Wielka Orkiestra Świątecznej Pomocy stanie w piłkarskie szranki ze stacją TVN już po raz trzeci. Mecz odbędzie się w najbliższą niedzielę na stadionie warszawskiej Legii. Drużyny do boju poprowadzą: Jerzy Owsiak (WOŚP) i Grzegorz Kajdanowicz (TVN).

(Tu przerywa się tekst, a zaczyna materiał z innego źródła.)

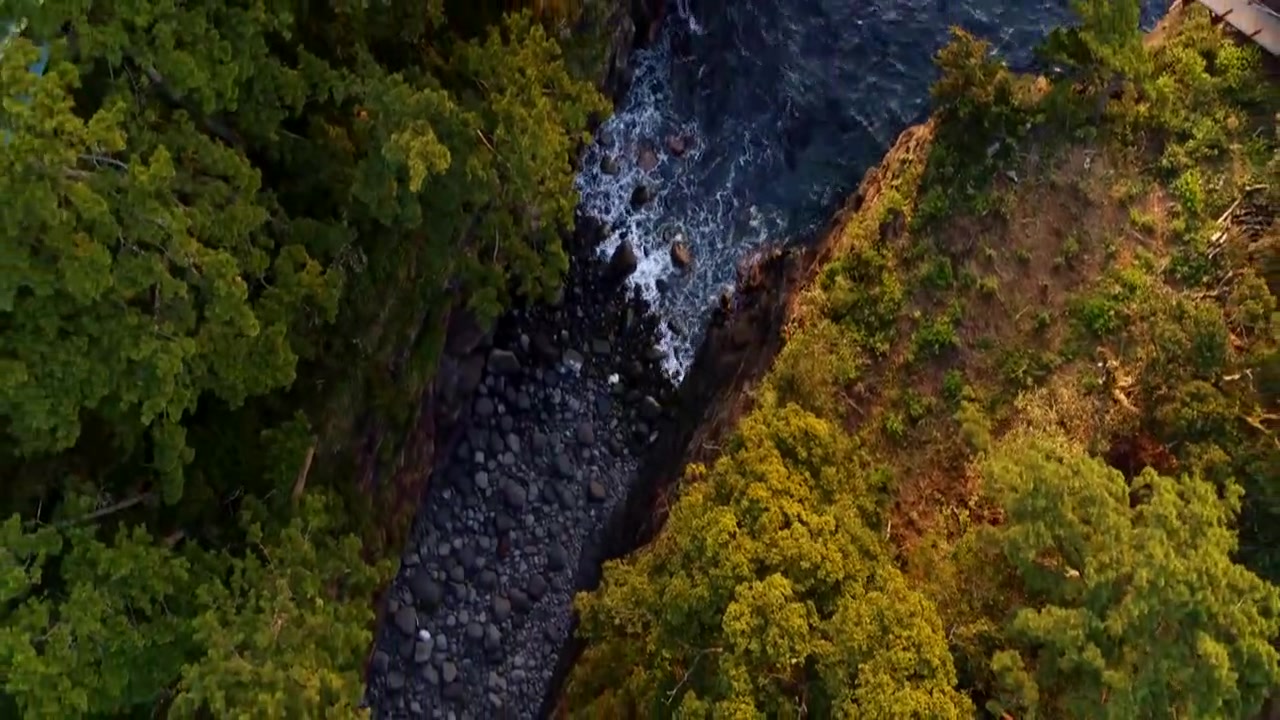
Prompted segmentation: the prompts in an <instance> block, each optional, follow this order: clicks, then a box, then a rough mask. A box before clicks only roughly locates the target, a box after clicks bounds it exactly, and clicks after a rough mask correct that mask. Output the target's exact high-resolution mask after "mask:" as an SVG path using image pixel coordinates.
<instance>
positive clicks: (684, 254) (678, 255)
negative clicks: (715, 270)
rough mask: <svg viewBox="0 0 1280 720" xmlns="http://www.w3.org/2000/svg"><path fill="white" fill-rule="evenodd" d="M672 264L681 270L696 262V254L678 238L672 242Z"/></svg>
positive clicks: (671, 254)
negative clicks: (675, 240) (681, 241)
mask: <svg viewBox="0 0 1280 720" xmlns="http://www.w3.org/2000/svg"><path fill="white" fill-rule="evenodd" d="M671 264H672V265H675V266H676V268H680V269H681V270H684V269H685V268H687V266H690V265H692V264H694V254H692V252H691V251H690V250H689V246H687V245H685V243H684V242H681V241H678V240H677V241H676V242H672V243H671Z"/></svg>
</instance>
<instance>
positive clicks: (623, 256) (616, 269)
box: [607, 240, 640, 281]
mask: <svg viewBox="0 0 1280 720" xmlns="http://www.w3.org/2000/svg"><path fill="white" fill-rule="evenodd" d="M639 264H640V261H639V259H637V258H636V250H635V247H632V246H631V241H627V240H623V241H622V242H620V243H618V247H617V250H614V251H613V255H611V256H609V265H608V270H607V273H608V275H609V278H611V279H613V281H623V279H626V278H628V277H631V273H634V272H636V266H637V265H639Z"/></svg>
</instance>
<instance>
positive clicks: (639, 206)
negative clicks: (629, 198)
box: [631, 184, 653, 210]
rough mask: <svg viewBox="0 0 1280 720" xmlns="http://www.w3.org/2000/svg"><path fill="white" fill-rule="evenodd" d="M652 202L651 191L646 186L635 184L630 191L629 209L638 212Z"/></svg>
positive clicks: (639, 184)
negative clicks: (629, 208) (634, 185)
mask: <svg viewBox="0 0 1280 720" xmlns="http://www.w3.org/2000/svg"><path fill="white" fill-rule="evenodd" d="M652 200H653V190H650V188H649V186H646V184H637V186H636V188H635V190H632V191H631V209H632V210H639V209H640V208H644V206H645V205H648V204H649V202H650V201H652Z"/></svg>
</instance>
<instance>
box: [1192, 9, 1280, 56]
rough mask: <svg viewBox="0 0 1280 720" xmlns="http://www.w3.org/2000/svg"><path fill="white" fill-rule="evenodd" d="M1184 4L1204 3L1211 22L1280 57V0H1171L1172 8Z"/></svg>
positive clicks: (1273, 54) (1272, 55)
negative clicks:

– Oprócz tego, że jesteśmy razem i naprawdę świetnie się bawimy, mamy bardzo szczytny cel. Chcemy kupić karetkę dla Podkarpacia, dla szpitala w Ustrzykach Dolnych, który bardzo jej potrzebuje. Dajemy więc wszystko z siebie, czyli jest to poważny mecz kilkudziesięciu chłopaków, którzy się zmierzą ze sobą i jest to taka niedziela, kiedy wszyscy czujemy, że stajemy na takich wyżynach, żeby spełnić oczekiwanie chociażby kapitana drużyny, czyli mnie – mówi agencji Newseria Jerzy Owsiak, założyciel i prezes zarządu Fundacji Wielkiej Orkiestry Świątecznej Pomocy.
Koszt takiej specjalistycznej karetki to około 800 tys. zł. Swoją cegiełkę można dołożyć, kupując bilet na mecz bądź wysyłając SMS w czasie trwania meczu, który będzie transmitowany przez stację TVN.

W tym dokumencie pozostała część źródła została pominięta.